Решебник по геометрии 9 класс Мерзляк Задание 219

\[Схематический\ рисунок.\]

\[Дано:\]

\[ABC\ldots - правильный\]

\[восьмиугольник;\]

\[O - центр\ опис.\ окружности;\]

\[AB = a.\]

\[Найти:\]

\[AC;\ AD;\ AE.\]

\[Решение:\]

\[1)\ 8 \bullet \angle B = 6 \bullet 180{^\circ}\]

\[8 \bullet \angle B = 1080{^\circ}\ \ \ \]

\[\angle B = 135{^\circ}.\]

\[\angle D = \angle C = \angle B = 135{^\circ}.\]

\[2)\ AE - диаметр;\]

\[\angle ACE = \angle ADE = 90{^\circ}.\]
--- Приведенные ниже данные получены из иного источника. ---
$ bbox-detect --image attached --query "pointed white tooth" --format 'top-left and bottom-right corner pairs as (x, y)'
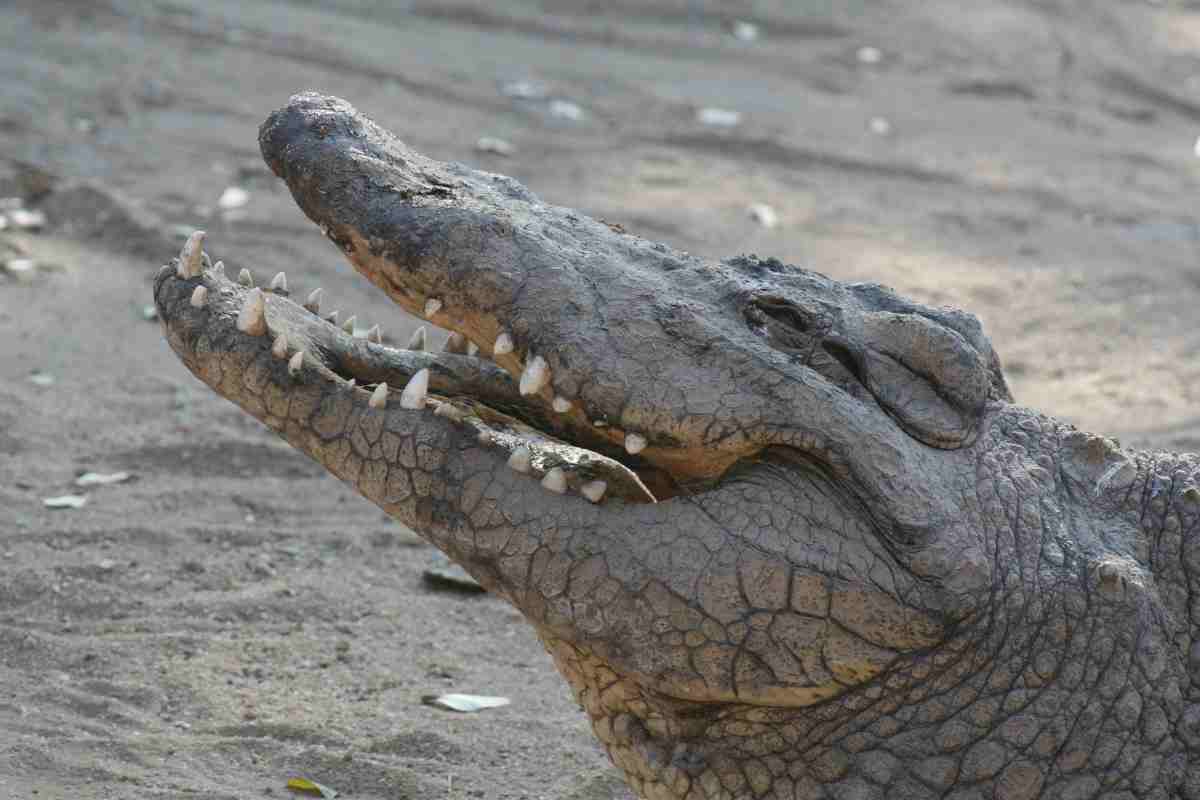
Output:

\[3)\ В\ \mathrm{\Delta}ABC:\]

\[AC^{2} = AB^{2} + BC^{2} - 2AB \bullet BC\cos{\angle B} =\]

\[= a^{2} + a^{2} - 2a \bullet a \bullet \cos{135{^\circ}} =\]

\[= 2a^{2} + 2a^{2} \bullet \frac{\sqrt{2}}{2} = a^{2}\left( 2 + \sqrt{2} \right);\]

\[AC = a\sqrt{2 + \sqrt{2}}.\]

\[4)\ В\ \mathrm{\Delta}ACE:\]

\[CE = AC = a\sqrt{2 + \sqrt{2}};\]

\[AE = \sqrt{AC^{2} + CE^{2}} =\]

\[= \sqrt{2a^{2}\ \left( 2 + \sqrt{2} \right)} =\]

\[= a\sqrt{4 + 2\sqrt{2}}.\]

\[5)\ В\ \mathrm{\Delta}ADE:\]

\[AD = \sqrt{AE^{2} - DE^{2}} =\]

\[= \sqrt{a^{2}\left( 4 + 2\sqrt{2} \right) - a^{2}} =\]

\[= \sqrt{a^{2}\left( 3 + 2\sqrt{2} \right)} =\]

\[= a\sqrt{2 + 2\sqrt{2} + 1} =\]

\[= a\sqrt{\left( \sqrt{2} + 1 \right)^{2}} = a\left( \sqrt{2} + 1 \right).\]

\[Ответ:\ \ a\sqrt{2 + \sqrt{2}};\ a\left( \sqrt{2} + 1 \right);\ \]

\[\text{\ \ \ \ \ \ \ \ \ \ \ \ \ \ \ \ a}\sqrt{4 + 2\sqrt{2}}.\]